Sen highlighted that Gen-Z had mastered digital tools. Social media campaigns and online communities allowed them to organise quickly. Governments that blocked the internet found such tactics backfired.

She said protesters in Nepal had declared they could no longer ignore the lavish lifestyles of political families, lifestyles they believed were built on the ruin of their own futures.

According to her, this generational anger gave the protests moral force.

Shared Lessons Across Borders

Researchers in Kathmandu said Nepali activists were not operating in isolation. Jeevan Sharma, a political anthropologist, observed that youth leaders had closely followed movements in Sri Lanka and Bangladesh. He argued that the protests formed part of a wider regional pattern of disillusionment.

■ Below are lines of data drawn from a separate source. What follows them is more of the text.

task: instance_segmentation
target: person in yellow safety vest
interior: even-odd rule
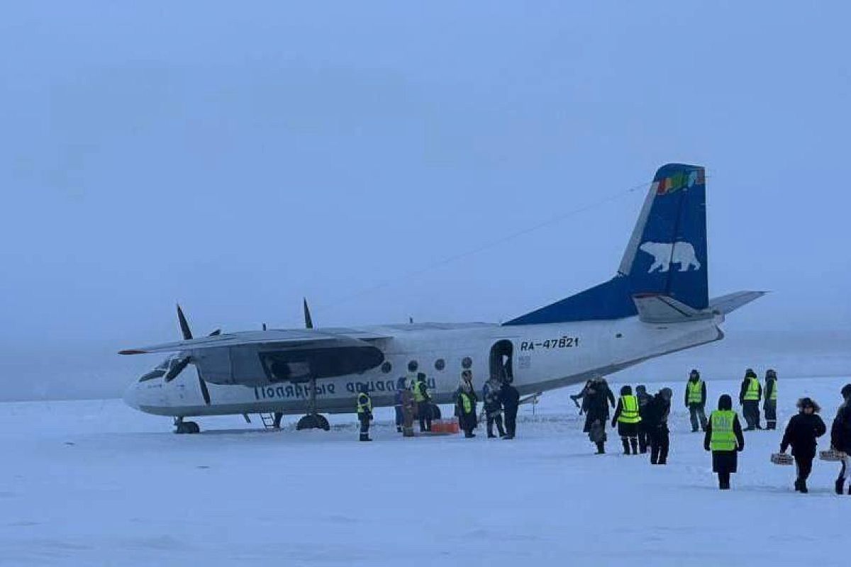
[[[706,430],[706,383],[700,378],[700,372],[692,369],[686,383],[686,407],[691,419],[692,433],[700,428]]]
[[[416,363],[412,362],[412,364]],[[408,365],[408,367],[410,368],[411,366]],[[420,431],[431,431],[431,396],[428,394],[428,383],[426,382],[426,375],[422,372],[418,372],[411,382],[411,393],[414,394],[414,402],[417,405]]]
[[[759,400],[762,398],[762,386],[759,383],[757,372],[748,368],[742,380],[741,390],[739,392],[739,403],[742,406],[742,414],[747,427],[745,431],[762,429],[759,424]]]
[[[765,372],[765,428],[777,428],[777,372],[769,368]]]
[[[624,386],[620,388],[620,400],[614,409],[612,418],[612,427],[618,427],[618,434],[624,444],[624,454],[638,454],[638,424],[641,423],[641,414],[638,411],[638,398],[632,395],[632,388]]]
[[[745,435],[739,416],[733,411],[733,399],[726,394],[718,399],[718,409],[709,417],[703,448],[712,451],[712,472],[718,475],[718,488],[730,490],[730,474],[738,468]]]
[[[369,397],[369,388],[366,384],[357,386],[357,421],[361,422],[362,441],[371,441],[369,439],[369,422],[372,421],[372,398]]]
[[[468,439],[476,437],[473,429],[478,424],[478,418],[476,416],[477,401],[478,401],[478,397],[473,390],[471,380],[462,377],[458,387],[458,397],[455,398],[455,413],[458,415],[458,425],[464,430],[464,436]]]

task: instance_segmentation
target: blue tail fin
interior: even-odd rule
[[[536,325],[637,315],[636,295],[666,295],[694,309],[709,305],[706,184],[700,166],[669,163],[656,172],[617,275],[508,321]]]

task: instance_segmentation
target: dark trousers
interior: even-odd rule
[[[809,473],[813,472],[813,459],[815,455],[796,455],[795,464],[798,471],[798,481],[807,482]]]
[[[488,418],[488,437],[494,437],[494,423],[496,423],[496,430],[500,433],[500,437],[505,437],[505,430],[502,427],[502,413],[500,411],[486,411]]]
[[[361,440],[369,440],[369,416],[366,413],[358,413],[357,419],[361,422]]]
[[[777,400],[769,400],[765,402],[765,427],[768,429],[777,428]]]
[[[747,422],[748,429],[759,429],[759,400],[745,400],[742,403],[742,413]]]
[[[650,463],[664,465],[668,462],[668,449],[671,447],[671,436],[668,434],[668,426],[661,425],[650,432]]]
[[[431,431],[431,404],[428,401],[417,402],[417,417],[420,418],[420,431]]]
[[[702,431],[706,430],[706,412],[703,404],[688,404],[688,417],[692,422],[692,431],[697,431],[700,426]]]
[[[643,423],[638,424],[638,451],[643,455],[650,446],[650,432]]]
[[[517,408],[505,408],[505,436],[514,437],[517,430]]]

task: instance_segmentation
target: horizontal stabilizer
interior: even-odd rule
[[[685,323],[711,319],[709,310],[698,310],[666,295],[639,294],[633,296],[638,319],[645,323]]]
[[[740,307],[750,303],[751,301],[759,299],[768,292],[736,292],[722,295],[720,298],[713,298],[709,302],[709,309],[727,315],[735,311]]]

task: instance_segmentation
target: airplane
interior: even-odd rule
[[[709,298],[704,167],[658,169],[615,275],[594,287],[498,323],[408,323],[239,332],[122,350],[170,353],[130,385],[133,408],[174,419],[275,414],[297,428],[328,429],[325,413],[352,413],[365,384],[374,406],[392,406],[409,367],[423,371],[435,404],[454,401],[460,372],[481,388],[492,377],[538,395],[650,359],[721,340],[725,316],[764,292]],[[191,366],[195,371],[185,371]],[[264,423],[266,420],[264,419]]]

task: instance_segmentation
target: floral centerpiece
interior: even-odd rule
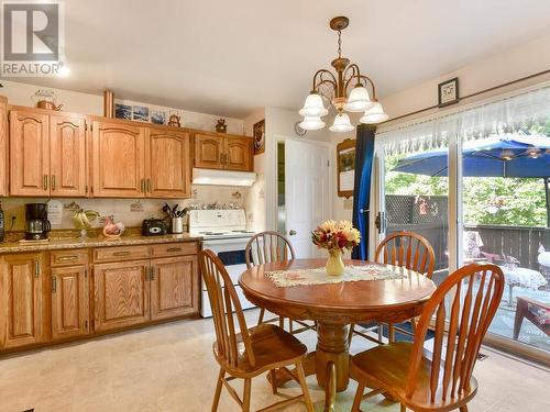
[[[350,221],[326,221],[311,232],[311,238],[317,247],[329,250],[327,274],[341,276],[344,271],[342,253],[358,246],[361,234]]]

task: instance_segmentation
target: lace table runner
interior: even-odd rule
[[[317,269],[266,271],[265,275],[275,283],[277,288],[300,285],[339,283],[359,280],[391,280],[403,279],[406,277],[397,268],[378,265],[345,266],[342,276],[327,275],[324,267]]]

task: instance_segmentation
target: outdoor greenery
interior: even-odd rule
[[[386,194],[448,196],[447,177],[389,171],[400,157],[405,156],[387,156],[385,159]],[[462,187],[465,223],[547,225],[542,179],[466,177]]]

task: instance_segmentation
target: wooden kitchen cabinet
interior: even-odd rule
[[[43,254],[0,257],[0,348],[42,341]]]
[[[8,196],[8,99],[0,96],[0,197]]]
[[[96,332],[148,322],[148,259],[95,265]]]
[[[224,147],[226,169],[252,170],[253,145],[250,137],[228,137]]]
[[[195,135],[195,167],[222,169],[224,137],[208,134]]]
[[[195,167],[251,171],[253,142],[246,136],[195,135]]]
[[[151,270],[152,321],[198,311],[199,279],[196,256],[153,259]]]
[[[50,116],[10,111],[10,194],[50,196]]]
[[[54,341],[89,331],[88,268],[52,268],[52,337]]]
[[[10,194],[86,196],[86,118],[10,111]]]
[[[50,190],[55,197],[85,197],[86,120],[78,115],[50,116]]]
[[[190,197],[189,134],[148,129],[147,197]]]
[[[92,194],[100,198],[144,198],[145,129],[96,120],[91,130]]]

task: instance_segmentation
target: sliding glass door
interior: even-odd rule
[[[381,237],[425,236],[438,285],[498,265],[506,289],[485,342],[550,361],[550,88],[380,131],[375,156]]]

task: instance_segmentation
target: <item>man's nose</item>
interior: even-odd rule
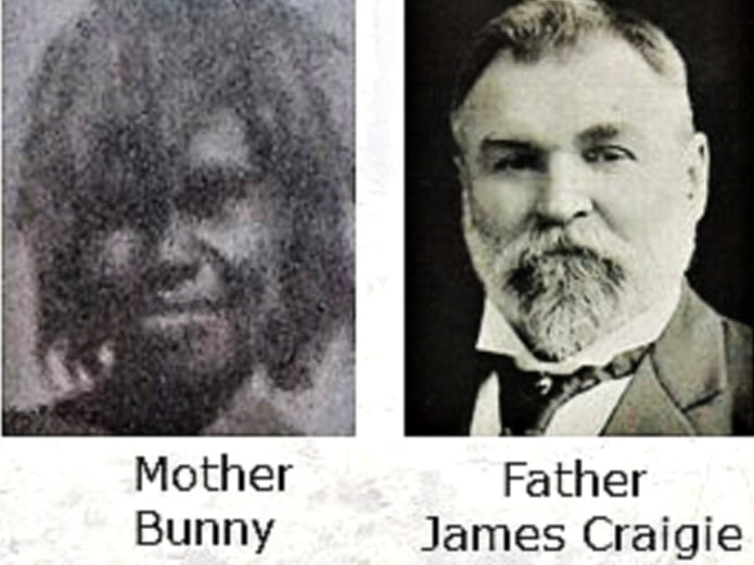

Staniland echoed the point, saying movements across South Asia appeared to be learning from one another. Tactics, slogans and strategies have spread across borders.

Sen also emphasised that decentralised organising and hashtag campaigns represented a new playbook of protest. From GotaGoGama in Colombo to #NepoKid in Kathmandu, each uprising seemed to adapt lessons from the last.

A Region On Edge

Nearly half the population in these countries is under 28. Literacy is high, but income remains low. Jobs are scarce. Analysts said this demographic reality made the uprisings possible. The demands were not about secession or separatism. They were about economic fairness, opportunities and dignity.

Governments now face a dilemma. Suppression risks further unrest. Engagement risks their own loss of control.

The gates of power have already fallen once in Colombo, Dhaka and Kathmandu. The question is where the next sound of breaking metal will echo.